His only friends, he says, were Jesus and the writers who inspired him: Voltaire, Thoreau, Sor Juana Ines De La Cruz, Ghandi, and Martin Luther King Jr., among others.
Although it was hard, Reyes says he is proud of the job he did raising his siblings.
"None of them are in jail, even though they grew up in a neighborhood full of gangs," he says. "None of them are addicted to drugs or alcohol. They have good families."
Once his siblings were out of the house, Reyes quit his construction job with the aim of earning a university degree . He was accepted to several UC campuses, including UCLA and Berkeley, but it was UC Santa Cruz that offered the beauty and the welcoming environment he sought.
With credits he had earned at five different community colleges, he arrived at UC Santa Cruz to study literature.
"I think writing is a powerful instrument to set up a life legacy with your own message," says Reyes who is affiliated with Oakes College and will graduate in 2015. "In a way, every person is a book ready to be written or waiting to be read."
Sally Lester, lead coordinator for UC Santa Cruz's STARS program (Services for Transfer and Re-entry Students), says she admires Reyes's "generosity of spirit and desire to learn."
She tells the story of how Reyes, a peer counselor for STARS, once saw a man selling oranges on a sidewalk, bought every last orange, and gave the fruit away.
"Although, as a student, Raymundo lives on a very tight budget, he remembers when his situation was as desperate as the orange-seller and feels it is his responsibility to help others," Lester says.

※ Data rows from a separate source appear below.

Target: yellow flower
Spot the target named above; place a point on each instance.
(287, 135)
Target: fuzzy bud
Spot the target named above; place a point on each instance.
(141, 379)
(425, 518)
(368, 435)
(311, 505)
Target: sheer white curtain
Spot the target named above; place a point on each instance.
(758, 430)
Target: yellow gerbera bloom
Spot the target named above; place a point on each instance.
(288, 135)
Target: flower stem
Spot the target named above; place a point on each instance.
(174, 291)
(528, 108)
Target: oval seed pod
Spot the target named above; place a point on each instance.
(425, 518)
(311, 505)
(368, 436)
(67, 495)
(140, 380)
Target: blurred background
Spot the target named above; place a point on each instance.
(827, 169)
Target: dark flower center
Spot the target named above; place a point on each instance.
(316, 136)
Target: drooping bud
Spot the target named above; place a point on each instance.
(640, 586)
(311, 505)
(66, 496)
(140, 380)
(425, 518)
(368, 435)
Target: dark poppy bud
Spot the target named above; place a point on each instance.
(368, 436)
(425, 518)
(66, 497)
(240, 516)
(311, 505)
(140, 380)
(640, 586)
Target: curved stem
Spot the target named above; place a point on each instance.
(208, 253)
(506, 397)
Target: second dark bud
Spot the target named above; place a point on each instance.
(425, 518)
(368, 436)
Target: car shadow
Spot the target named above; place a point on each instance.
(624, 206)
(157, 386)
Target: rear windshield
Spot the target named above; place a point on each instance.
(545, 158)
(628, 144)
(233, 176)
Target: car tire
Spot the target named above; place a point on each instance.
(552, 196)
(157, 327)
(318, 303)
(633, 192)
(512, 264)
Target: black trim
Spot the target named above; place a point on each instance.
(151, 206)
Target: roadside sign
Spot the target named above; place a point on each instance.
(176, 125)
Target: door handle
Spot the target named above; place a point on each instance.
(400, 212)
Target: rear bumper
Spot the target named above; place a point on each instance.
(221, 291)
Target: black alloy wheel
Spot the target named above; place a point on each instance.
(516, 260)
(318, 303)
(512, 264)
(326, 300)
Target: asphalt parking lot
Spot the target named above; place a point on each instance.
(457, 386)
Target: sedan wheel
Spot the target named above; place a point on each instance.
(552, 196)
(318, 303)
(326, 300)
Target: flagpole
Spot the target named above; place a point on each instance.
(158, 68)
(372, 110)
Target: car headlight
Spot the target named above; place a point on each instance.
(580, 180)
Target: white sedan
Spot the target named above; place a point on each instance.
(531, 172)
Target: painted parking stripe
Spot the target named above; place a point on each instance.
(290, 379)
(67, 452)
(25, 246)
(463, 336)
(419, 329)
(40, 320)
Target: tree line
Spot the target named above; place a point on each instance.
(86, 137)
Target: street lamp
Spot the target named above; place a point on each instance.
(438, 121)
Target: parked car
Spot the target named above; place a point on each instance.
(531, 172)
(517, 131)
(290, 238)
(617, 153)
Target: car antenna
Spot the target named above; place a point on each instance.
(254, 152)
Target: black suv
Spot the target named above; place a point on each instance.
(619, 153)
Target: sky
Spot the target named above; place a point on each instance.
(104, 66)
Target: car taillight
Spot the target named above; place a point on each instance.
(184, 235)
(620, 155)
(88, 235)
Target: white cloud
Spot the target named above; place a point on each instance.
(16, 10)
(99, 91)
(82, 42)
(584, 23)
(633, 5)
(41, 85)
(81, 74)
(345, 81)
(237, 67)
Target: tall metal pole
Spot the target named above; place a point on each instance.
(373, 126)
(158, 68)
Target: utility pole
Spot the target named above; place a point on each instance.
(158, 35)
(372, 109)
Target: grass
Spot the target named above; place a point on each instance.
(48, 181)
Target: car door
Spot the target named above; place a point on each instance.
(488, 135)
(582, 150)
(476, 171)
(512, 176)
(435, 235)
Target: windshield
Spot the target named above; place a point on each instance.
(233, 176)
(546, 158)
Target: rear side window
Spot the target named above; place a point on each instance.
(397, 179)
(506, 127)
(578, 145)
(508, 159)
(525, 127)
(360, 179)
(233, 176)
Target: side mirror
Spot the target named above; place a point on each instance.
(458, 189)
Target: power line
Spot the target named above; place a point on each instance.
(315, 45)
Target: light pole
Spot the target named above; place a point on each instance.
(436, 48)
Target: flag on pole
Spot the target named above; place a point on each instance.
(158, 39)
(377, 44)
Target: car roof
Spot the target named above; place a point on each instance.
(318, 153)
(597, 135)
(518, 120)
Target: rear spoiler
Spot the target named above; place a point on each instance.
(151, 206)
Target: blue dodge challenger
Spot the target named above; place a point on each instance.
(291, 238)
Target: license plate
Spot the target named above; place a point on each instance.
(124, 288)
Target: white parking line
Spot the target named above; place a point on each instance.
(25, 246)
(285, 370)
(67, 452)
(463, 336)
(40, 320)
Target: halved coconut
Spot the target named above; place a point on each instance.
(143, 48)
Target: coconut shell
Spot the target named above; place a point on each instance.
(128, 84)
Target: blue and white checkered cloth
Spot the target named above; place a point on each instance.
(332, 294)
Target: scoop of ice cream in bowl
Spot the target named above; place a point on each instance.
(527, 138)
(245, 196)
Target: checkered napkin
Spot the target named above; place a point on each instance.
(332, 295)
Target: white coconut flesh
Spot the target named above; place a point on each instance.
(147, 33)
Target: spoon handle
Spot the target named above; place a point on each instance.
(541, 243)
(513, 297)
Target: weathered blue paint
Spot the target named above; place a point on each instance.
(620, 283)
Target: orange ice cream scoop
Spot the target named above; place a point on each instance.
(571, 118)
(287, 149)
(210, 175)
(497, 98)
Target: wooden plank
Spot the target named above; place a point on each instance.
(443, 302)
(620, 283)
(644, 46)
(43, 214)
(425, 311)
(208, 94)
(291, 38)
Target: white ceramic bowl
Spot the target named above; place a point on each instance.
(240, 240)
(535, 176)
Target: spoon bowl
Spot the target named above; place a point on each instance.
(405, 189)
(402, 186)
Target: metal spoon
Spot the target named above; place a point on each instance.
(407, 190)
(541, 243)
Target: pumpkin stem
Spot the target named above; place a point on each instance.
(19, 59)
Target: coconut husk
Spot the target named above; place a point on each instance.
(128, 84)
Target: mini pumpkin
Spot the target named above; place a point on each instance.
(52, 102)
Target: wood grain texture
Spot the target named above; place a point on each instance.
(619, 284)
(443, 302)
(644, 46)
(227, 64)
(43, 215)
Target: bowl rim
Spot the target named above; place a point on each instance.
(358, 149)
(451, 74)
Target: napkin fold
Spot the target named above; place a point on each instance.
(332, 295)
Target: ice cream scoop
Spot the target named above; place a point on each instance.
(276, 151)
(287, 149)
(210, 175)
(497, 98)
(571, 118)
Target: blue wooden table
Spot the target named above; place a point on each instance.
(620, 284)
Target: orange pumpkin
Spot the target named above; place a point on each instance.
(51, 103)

Besides his studies, Reyes volunteers at the Office of Physical Education, Recreation and Sports, and works odd jobs on weekends. His other job, he says, is to apply for scholarships. This year alone, he received seven scholarships, including the Rita Pister Scholarship, the UC Santa Cruz Undergraduate Scholarship, and EOP Student Award.
Reyes remembers how a high-powered businessman riding in his limousine once told him that success came from finding a dollar every single day.
"I asked him, 'How do you find a dollar every day?,' and he said, 'I just look for it,'" Reyes says. "I believe the opportunities are there and I just have to look for them too."